Depuis que deux journalistes français ont été retrouvés criblés de balles au Mali, le 2 novembre, plusieurs se sont demandé s’il fallait laisser partir les journalistes vers les zones de conflit. Lors de l’hommage qui a été rendu à Ghislaine Dupont et Claude Verlon, au cours des Assises internationales du journalisme et de l’information, la réponse était claire : oui!
Le 6 novembre, quelques heures après un hommage rendu à Paris, les participants des Assises ont honoré la mémoire des deux journalistes de RFI. Une minute de silence a suivi un montage sonore qui a permis de réentendre les voix de la journaliste et de son technicien de son.
« S’ils sont allés à Kidal, il y a une bonne raison. Il n’y a aucune raison pour qu’on laisse 25 000 personnes perdues dans le désert sans que l’on sache ce qui se passe », a soutenu le président de Reporters sans frontières (RSF), Alain Le Gouguec.
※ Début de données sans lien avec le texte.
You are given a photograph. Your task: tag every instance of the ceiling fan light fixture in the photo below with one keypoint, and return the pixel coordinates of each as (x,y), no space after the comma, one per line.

Il a également raconté qu’en 2003, au moment où il dirigeait le service international de RFI, il a dû se rendre en Côte d’Ivoire pour identifier le corps du journaliste Jean Hélène. « Je l’avais vu six jours plus tôt, à Paris. Il m’avait demandé de rester plus longtemps parce qu’il avait des choses à régler. Je lui ai dit que ce n’était pas possible parce qu’il se passait des choses là-bas et que nous n’avions personne », a-t-il raconté en précisant qu’il estimait toujours avoir pris la bonne décision d’un point de vue professionnel.
« Il ne faut jamais se demander s’il faut retourner, a fait valoir Édith Bouvier, qui a été blessée en Syrie, en 2012. Par respect pour ceux qui sont morts, pour tous ceux qui font ce métier, pour les Syriens, je repartirai. » Elle a d’ailleurs confié qu’elle devait partir avec Nicolas Hénin, l’un des quatre journalistes français actuellement retenus en Syrie, mais que des raisons de santé l’en avaient empêchée.
Présent aux Assises, le ministre de la Communication du Burkina Faso, Alain Edouard Traoré, a confié que les récents événements avaient laissé son gouvernement dans l’incompréhension. « Je souhaite que leur sacrifice ne soit pas vain. L’Afrique et le Mali ont besoin de vous pour dire ce qui se passe. Le plus bel hommage, c’est de continuer », a-t-il soutenu.
Un tous les quatre jours
Le président de RSF a rappelé que 88 journalistes ont perdu la vie en 2012, ce qui représente un tous les quatre jours. « Parmi ces 88 morts, on s’émeut parce qu’il y a des Occidentaux, mais dans la plupart des cas, il s’agit de journalistes locaux », a-t-il précisé.
Dans une lettre publiée dans Le Monde, RSF a exigé que ceux qui assassinent des journalistes soient traités comme des criminels de guerre.
Pierre Haski, du comité de soutien aux otages en Syrie, a rapporté les propos de Florence Aubenas, otage en Irak en 2005, qui lui a confié qu’à une époque porter le brassard l’identifiant comme journaliste la protégeait. Maintenant, il la transforme en cible.
Soutien aux otages en Syrie
M. Le Gouguec a également rappelé qu’en ce moment, 180 journalistes sont retenus quelque part. « Les journalistes constituent des denrées monnayables », a-t-il dénoncé.
Pierre Haski a rappelé que ce pays en guerre est présentement le plus dangereux pour les journalistes. Il a également insisté sur l’importance d’envoyer des journalistes dans les zones de conflits. « Nous sommes engagés dans le monde; comment prendre des décisions démocratiques si on n’est pas informés? Ils sont là pour les citoyens, pour que l’information circule. »
La Maison des journalistes, fondée il y a 11 ans à Paris, accueille d’ailleurs des journalistes étrangers en exil. En ce moment, des 12 chambres occupées, 5 le sont par des Syriens.
Durant toute la durée des Assises, une banderole avec les photos des journalistes Didier François, Édouard Elias, Nicolas Hénin et Pierre Torres, retenus en Syrie depuis le mois de juin, a orné le hall de L’Arsenal, où s’est déroulé l’évènement qui s’est conclu le 7 novembre.